I have gone through the manual, but, I could not understand on usage point of view

Help me how to use this.

the vertexshader executes on each vertex of the model, and you want to know which one is nearest to a certain position, maybe “transform feeback” can help. in the vertexshader, you upload this:

```
uniform vec3 position_to_compare = vec3(0, 0, 0);
```

– before you start rendering, upload the “position_to_compare”

– calculate the vertexposition in worldspace

– calculate the distance of that vertex to the “position_to_compare”

– feedback the distance

https://www.khronos.org/opengl/wiki/Transform_Feedback

when done, you have a buffer full of distance values (of all vertices), the next thing would be to figure out what distance is the smallest: a computeshader could do that task, or you could do it yourself on the cpu-side (that would be much slower)

https://www.khronos.org/opengl/wiki/Compute_Shader

[QUOTE=sharath;1286419]I have drawn the mesh with glDrawElements.

Can you help me with a sample code, if you have.

I have gone through the manual, but, I could not understand on usage point of view

Help me how to use this.[/QUOTE]

This might help you.
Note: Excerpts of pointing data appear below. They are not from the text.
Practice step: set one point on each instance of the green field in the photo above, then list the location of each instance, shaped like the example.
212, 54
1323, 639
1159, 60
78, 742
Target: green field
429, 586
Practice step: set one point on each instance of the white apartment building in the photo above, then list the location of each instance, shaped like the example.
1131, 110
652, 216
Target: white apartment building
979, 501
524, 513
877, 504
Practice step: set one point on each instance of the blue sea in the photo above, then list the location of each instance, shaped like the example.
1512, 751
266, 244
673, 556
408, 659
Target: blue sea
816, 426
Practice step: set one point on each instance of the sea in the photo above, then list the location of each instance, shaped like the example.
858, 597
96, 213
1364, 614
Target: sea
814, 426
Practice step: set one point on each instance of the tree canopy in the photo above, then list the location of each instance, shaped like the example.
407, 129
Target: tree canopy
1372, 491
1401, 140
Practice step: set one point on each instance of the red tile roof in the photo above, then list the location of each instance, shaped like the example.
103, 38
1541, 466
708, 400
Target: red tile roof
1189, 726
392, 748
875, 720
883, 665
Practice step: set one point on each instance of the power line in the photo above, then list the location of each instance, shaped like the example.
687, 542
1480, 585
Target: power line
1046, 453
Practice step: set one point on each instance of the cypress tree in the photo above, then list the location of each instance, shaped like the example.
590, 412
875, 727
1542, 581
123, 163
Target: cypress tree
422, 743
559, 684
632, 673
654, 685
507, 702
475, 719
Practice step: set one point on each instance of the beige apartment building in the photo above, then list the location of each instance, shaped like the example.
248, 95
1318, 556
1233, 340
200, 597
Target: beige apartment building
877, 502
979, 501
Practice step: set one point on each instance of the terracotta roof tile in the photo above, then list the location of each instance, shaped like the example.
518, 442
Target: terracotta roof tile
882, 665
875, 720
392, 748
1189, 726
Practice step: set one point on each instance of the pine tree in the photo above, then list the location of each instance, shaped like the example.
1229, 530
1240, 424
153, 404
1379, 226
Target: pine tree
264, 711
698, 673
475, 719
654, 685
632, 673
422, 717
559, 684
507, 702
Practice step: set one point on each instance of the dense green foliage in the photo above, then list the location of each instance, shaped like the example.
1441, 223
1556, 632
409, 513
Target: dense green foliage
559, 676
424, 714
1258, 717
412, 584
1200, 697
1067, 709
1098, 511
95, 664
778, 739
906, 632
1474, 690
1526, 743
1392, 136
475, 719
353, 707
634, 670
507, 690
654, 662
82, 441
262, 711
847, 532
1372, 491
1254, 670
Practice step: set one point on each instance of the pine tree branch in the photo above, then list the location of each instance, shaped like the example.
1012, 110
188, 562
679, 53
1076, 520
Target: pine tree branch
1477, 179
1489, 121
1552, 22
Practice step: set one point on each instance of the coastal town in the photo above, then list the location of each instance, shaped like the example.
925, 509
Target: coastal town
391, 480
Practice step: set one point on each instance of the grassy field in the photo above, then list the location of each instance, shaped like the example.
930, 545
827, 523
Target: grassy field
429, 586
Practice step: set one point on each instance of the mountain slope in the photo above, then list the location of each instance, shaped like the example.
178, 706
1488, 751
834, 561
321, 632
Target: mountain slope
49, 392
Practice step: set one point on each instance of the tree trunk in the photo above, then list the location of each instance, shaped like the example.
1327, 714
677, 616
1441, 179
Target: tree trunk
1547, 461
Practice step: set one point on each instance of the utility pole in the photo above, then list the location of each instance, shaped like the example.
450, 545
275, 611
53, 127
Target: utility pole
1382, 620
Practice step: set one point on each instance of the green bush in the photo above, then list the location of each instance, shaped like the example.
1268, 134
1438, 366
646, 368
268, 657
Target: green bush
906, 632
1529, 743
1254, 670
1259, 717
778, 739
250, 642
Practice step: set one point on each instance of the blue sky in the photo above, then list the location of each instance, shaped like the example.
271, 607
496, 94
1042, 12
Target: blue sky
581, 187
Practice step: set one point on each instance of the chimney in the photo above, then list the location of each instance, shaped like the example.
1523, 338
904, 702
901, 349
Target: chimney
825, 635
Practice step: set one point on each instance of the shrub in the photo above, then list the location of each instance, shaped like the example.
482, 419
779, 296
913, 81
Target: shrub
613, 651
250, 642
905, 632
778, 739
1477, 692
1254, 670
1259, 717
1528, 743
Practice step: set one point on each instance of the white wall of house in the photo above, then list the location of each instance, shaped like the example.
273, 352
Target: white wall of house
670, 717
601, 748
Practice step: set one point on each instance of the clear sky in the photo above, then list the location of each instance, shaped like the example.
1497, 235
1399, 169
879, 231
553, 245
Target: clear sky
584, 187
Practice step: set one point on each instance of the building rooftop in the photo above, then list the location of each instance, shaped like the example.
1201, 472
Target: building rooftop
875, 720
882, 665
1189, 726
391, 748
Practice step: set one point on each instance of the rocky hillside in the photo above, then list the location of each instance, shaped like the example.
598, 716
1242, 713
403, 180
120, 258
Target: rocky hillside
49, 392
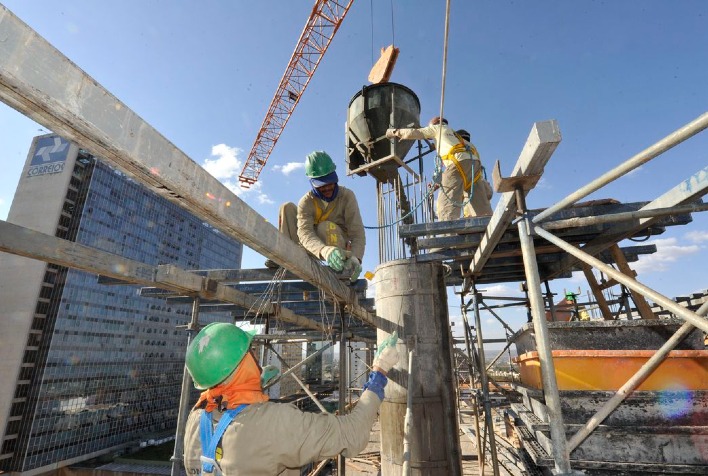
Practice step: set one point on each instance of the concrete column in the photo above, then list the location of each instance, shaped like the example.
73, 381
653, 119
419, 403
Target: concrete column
412, 299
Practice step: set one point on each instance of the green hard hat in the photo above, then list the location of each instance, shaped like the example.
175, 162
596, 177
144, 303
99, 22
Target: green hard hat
215, 353
319, 164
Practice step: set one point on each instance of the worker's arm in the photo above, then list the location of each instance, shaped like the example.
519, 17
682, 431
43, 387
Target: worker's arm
429, 132
354, 224
306, 232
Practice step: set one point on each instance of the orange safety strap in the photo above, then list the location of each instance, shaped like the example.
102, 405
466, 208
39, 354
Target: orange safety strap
461, 147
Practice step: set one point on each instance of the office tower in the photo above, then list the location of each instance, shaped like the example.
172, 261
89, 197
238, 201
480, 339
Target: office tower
90, 368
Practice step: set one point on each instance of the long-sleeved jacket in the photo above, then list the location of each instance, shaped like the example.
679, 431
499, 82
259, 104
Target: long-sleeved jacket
447, 140
345, 213
266, 438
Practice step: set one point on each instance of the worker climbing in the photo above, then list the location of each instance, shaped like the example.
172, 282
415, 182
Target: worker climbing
233, 429
463, 176
326, 221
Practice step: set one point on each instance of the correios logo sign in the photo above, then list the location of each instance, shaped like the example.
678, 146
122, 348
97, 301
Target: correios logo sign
49, 156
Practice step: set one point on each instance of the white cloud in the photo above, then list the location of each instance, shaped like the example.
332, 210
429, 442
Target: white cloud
288, 168
693, 236
226, 167
667, 252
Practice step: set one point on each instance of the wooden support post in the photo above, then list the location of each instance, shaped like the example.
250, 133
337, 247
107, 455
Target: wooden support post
639, 300
597, 292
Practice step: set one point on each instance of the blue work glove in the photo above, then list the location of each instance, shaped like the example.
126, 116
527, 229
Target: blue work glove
335, 257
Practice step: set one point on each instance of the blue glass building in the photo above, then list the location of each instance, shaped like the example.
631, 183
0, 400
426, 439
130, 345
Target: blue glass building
100, 367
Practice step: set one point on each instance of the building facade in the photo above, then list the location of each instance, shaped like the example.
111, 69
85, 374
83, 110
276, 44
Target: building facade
91, 368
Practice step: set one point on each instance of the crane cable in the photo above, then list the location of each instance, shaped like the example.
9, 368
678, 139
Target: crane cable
437, 173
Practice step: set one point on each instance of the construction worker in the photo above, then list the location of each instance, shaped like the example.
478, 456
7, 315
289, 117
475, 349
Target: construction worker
233, 429
461, 174
326, 221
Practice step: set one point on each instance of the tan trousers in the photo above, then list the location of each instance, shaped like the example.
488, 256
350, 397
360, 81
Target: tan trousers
452, 193
330, 233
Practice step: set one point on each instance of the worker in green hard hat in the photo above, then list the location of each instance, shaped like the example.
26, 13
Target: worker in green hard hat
233, 430
463, 172
326, 221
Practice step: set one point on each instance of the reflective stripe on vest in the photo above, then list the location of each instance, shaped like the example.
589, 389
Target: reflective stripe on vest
319, 216
210, 440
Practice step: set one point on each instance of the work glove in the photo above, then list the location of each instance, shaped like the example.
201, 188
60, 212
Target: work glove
387, 356
354, 265
335, 257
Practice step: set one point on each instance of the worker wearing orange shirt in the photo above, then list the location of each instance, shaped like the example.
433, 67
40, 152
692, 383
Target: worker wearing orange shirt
234, 430
326, 221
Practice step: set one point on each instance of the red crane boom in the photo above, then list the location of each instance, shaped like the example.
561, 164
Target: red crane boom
323, 23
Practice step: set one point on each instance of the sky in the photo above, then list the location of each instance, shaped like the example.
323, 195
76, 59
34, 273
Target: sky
618, 76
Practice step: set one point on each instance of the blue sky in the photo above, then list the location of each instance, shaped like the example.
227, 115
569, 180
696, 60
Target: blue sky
616, 75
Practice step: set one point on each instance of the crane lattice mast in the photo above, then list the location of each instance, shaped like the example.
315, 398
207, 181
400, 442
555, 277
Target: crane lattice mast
321, 26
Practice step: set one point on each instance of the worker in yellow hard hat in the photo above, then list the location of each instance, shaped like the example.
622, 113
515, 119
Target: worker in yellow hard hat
234, 430
463, 169
326, 221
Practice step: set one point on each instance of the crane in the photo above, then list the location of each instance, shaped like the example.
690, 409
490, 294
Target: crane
323, 23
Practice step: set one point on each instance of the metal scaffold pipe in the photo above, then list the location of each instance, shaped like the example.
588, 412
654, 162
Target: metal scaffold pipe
622, 278
673, 139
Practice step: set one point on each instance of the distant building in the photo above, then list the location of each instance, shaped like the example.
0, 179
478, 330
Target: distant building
87, 368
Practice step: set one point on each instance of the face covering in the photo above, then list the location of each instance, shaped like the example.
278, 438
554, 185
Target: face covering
243, 387
317, 193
If you still have issues, then post back.

OpenGL is a rendering API, not a modelling or geometry library.

That said, you can use transform-feedback mode or a compute shader as a means to accelerate computations.

Alternatively::if you can accept the limitations, you can render the scene, then project the vertex position to window coordinates, query the relevant pixel from the depth buffer, and test whether the vertex’ depth is greater or less than the value from the depth buffer. This approach may be preferable if you’re going to be rendering the scene anyhow.